Polynomial chaos expansion for sensitivity analysis of two types of transmission line models

Abstract

This paper presents two sensitivity analyses, one of which is for the time-domain transmission line (TL) model using the latest weight-based algorithm that is a combination of the coherence-optimal sampling (COS) and the l1-minimum problem (l1-M) and the other is for the high-frequency field line coupling model based on the algorithm that combines the Latin hypercube sampling (LHS) with the l1-M for the first time, where the COS and the LHS are employed to draw samples and the polynomial chaos expansion (PCE) coefficients are obtained by solving the l1-M. Both algorithms are within the PCE framework.
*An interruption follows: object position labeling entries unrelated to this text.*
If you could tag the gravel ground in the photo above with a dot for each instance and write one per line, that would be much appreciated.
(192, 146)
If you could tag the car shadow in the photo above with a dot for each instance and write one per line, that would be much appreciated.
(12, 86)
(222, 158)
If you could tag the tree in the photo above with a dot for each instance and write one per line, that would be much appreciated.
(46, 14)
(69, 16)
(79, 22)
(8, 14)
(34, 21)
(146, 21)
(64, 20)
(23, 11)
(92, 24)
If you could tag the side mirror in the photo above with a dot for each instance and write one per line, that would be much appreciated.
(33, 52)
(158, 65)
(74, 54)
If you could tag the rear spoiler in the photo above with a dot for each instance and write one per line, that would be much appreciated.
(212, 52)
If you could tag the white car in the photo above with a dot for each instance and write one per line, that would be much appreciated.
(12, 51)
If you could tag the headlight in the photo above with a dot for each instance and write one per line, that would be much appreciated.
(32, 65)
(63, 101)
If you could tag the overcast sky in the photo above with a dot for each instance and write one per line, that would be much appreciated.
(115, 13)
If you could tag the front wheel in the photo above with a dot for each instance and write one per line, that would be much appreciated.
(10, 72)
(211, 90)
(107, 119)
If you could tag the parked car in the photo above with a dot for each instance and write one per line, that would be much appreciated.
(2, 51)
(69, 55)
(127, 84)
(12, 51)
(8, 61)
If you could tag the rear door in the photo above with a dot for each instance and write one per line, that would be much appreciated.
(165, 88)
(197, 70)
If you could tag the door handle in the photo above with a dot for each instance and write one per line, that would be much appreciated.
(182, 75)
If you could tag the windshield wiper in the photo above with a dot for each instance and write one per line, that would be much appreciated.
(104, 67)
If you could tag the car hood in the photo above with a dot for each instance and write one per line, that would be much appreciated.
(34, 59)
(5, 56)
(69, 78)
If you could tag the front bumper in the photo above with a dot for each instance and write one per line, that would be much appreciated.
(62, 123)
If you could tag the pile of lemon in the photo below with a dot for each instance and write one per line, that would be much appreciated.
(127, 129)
The results show that for the time-domain TL model, the capacitance has the greatest impact on the voltage response, followed by the resistance. The height and the radius have the least impact, while there is little difference between them. For the high-frequency field line coupling model, the azimuth angle has the greatest impact on the current in the TL, followed by the elevation angle. The terminal load, the conductivity, the field amplitude, the relative permittivity, and the TL radius have the least effect, and there is little difference among them. Additionally, both algorithms only require no more than 0.60% of the total Monte Carlo (MC) computation time when yielding solutions with almost identical accuracy. Compared to performing a sensitivity analysis using the MC method, the use of two algorithms significantly improves efficiency.